ISIS does hold a different attitude toward historical sites. When it seized the ancient city of Palmyra last May, it was feared the militants would destroy the ruins of the ancient city, as well as its religious artifacts. However, as reported in the New Yorker, an ISIS commander told a Syrian radio station that, “Concerning the historical city, we will preserve it. What we will do is pulverize the statues the miscreants used to pray to.”
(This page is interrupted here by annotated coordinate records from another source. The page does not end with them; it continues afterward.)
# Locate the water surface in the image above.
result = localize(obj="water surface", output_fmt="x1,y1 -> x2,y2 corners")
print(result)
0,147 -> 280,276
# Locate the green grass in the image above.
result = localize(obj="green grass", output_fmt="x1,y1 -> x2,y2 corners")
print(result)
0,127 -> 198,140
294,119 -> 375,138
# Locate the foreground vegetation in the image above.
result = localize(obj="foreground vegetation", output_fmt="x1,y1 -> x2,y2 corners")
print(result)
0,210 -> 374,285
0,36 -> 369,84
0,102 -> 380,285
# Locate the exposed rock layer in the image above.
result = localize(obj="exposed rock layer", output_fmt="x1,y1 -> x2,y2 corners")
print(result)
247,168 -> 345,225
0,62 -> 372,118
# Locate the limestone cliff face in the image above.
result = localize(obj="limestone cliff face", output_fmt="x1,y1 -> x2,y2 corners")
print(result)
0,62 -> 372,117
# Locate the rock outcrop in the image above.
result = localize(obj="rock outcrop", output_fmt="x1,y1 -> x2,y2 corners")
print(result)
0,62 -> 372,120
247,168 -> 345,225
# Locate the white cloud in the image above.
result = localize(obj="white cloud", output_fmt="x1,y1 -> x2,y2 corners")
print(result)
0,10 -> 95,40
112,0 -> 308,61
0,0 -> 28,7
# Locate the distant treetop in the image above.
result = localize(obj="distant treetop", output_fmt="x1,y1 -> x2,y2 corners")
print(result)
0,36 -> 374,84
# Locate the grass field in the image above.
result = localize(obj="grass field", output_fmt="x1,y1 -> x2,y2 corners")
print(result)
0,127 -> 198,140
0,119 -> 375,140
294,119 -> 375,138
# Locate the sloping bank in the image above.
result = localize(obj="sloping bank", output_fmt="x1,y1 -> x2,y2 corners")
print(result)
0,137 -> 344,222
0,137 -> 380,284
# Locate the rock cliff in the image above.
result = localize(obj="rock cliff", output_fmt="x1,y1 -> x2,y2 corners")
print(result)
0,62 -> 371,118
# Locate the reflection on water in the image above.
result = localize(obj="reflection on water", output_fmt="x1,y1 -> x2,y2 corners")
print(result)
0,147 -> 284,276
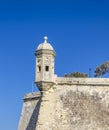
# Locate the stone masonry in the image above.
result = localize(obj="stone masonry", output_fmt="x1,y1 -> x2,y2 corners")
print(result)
18,37 -> 109,130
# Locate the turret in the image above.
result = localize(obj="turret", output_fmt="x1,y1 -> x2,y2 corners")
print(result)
35,36 -> 56,91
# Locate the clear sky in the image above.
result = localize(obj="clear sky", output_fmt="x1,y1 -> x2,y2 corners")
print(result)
0,0 -> 109,130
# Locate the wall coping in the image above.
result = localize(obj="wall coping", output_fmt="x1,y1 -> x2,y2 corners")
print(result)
56,77 -> 109,86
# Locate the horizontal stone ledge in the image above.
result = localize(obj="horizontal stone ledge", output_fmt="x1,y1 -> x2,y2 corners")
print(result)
24,92 -> 41,101
56,77 -> 109,86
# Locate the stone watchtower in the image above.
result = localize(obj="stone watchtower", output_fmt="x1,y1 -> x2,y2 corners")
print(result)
18,37 -> 109,130
35,36 -> 55,91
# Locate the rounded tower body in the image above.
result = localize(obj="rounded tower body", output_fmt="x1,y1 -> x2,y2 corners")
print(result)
35,36 -> 55,91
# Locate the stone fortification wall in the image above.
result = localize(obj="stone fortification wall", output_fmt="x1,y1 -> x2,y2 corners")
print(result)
56,77 -> 109,86
18,77 -> 109,130
18,93 -> 41,130
36,78 -> 109,130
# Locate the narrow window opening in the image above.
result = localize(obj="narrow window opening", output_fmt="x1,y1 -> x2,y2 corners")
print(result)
45,66 -> 49,71
38,66 -> 41,72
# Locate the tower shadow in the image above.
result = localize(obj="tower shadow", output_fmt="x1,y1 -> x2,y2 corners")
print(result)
26,95 -> 42,130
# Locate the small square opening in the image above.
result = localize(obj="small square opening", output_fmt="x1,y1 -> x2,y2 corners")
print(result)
45,66 -> 49,71
38,66 -> 41,72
But destroying shrines is not an invention of ISIS, or even of Islam. God instructed the Israelites entering the Promised Land to “destroy all graven images and the high places” of the Canaanite indigenous population. The Protestant Reformation railed against the lavish adornment of Catholic cathedrals and churches. In politics it was the same: the French Revolutionary Jacobins stripped the power of the Catholic Church and seized its property. They finished the job with a symbolic war -cutting the heads off the saints adorning cathedral entrances, some of which can still be seen.
Nothing new here
Today’s proposal to dismantle Mohammed’s tomb is not the first. It has been considered several times throughout history. In the early 1800s, for example, a Saudi army conquered Medina and discussed dismantling the tomb, a plan that was greeted by outrage throughout the mainstream Muslim world. The tomb of Mohammed’s first wife, Khadijah, actually was demolished, along with those of direct relations of Mohammed. In this regard, as in others, ISIS fits well within Islam’s history of internal conflict – even as the immense majority of Muslims are indifferent or outraged.
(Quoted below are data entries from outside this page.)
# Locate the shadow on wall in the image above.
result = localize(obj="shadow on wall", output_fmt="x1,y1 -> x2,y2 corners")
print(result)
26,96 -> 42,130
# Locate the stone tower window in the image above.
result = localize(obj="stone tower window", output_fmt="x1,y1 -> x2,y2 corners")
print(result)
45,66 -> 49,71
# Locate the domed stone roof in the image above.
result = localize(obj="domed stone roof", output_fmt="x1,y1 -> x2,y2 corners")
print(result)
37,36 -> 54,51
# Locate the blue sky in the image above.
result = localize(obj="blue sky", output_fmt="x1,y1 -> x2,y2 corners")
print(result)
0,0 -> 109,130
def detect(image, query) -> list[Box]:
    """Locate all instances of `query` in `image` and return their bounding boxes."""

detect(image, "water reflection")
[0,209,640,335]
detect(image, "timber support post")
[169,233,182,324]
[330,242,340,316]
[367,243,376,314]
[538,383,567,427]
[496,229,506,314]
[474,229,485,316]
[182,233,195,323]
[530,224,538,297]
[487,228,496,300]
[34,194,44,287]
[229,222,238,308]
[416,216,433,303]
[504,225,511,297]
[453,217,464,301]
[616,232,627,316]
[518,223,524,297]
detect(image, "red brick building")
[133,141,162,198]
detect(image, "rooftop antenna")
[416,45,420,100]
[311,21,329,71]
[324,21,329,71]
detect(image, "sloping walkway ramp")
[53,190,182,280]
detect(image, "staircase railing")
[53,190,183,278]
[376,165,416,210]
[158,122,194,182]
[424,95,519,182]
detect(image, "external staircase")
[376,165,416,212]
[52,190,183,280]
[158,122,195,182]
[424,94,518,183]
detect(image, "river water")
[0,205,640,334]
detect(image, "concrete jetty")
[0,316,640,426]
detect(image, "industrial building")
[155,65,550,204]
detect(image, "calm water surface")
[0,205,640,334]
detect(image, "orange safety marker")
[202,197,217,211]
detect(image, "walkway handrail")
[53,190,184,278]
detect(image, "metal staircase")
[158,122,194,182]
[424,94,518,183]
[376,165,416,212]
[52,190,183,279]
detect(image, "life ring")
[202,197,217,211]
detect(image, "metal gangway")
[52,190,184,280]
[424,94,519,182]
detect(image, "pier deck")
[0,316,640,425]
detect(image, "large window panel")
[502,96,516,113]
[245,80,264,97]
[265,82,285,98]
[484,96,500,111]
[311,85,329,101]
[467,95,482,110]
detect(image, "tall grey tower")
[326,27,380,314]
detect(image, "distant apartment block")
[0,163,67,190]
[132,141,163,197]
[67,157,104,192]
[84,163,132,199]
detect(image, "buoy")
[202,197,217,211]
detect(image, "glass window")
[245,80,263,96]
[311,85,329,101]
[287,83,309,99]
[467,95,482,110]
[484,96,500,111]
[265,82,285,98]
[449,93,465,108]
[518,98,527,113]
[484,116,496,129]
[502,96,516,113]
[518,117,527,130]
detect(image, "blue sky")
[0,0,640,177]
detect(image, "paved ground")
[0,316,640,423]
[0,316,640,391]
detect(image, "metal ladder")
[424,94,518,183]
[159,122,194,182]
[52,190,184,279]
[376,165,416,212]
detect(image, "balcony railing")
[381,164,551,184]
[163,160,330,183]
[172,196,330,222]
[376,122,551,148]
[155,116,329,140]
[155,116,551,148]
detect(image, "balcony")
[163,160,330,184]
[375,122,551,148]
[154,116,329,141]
The irony in this competitive fundamentalism is that the Saudis and the Islamic State are reading from the same book: that of Wahhabism, an 18th century Muslim thinker’s ideology whose goal was to purify Islam by returning to the supposed golden age of the early decades after Mohammed’s death. The Islamic State’s leadership considers even the Wahhabist Saudis to be insufficiently purist, an accusation the Saudis must take seriously. From the staging of political history, it’s an old story: extremists outflanked by even more extremist groups. This is what ISIS did to al-Qaeda, and what it ultimately intends to do to the Saudis. As for the fate of Islamic State: revolutions ultimately devour their children.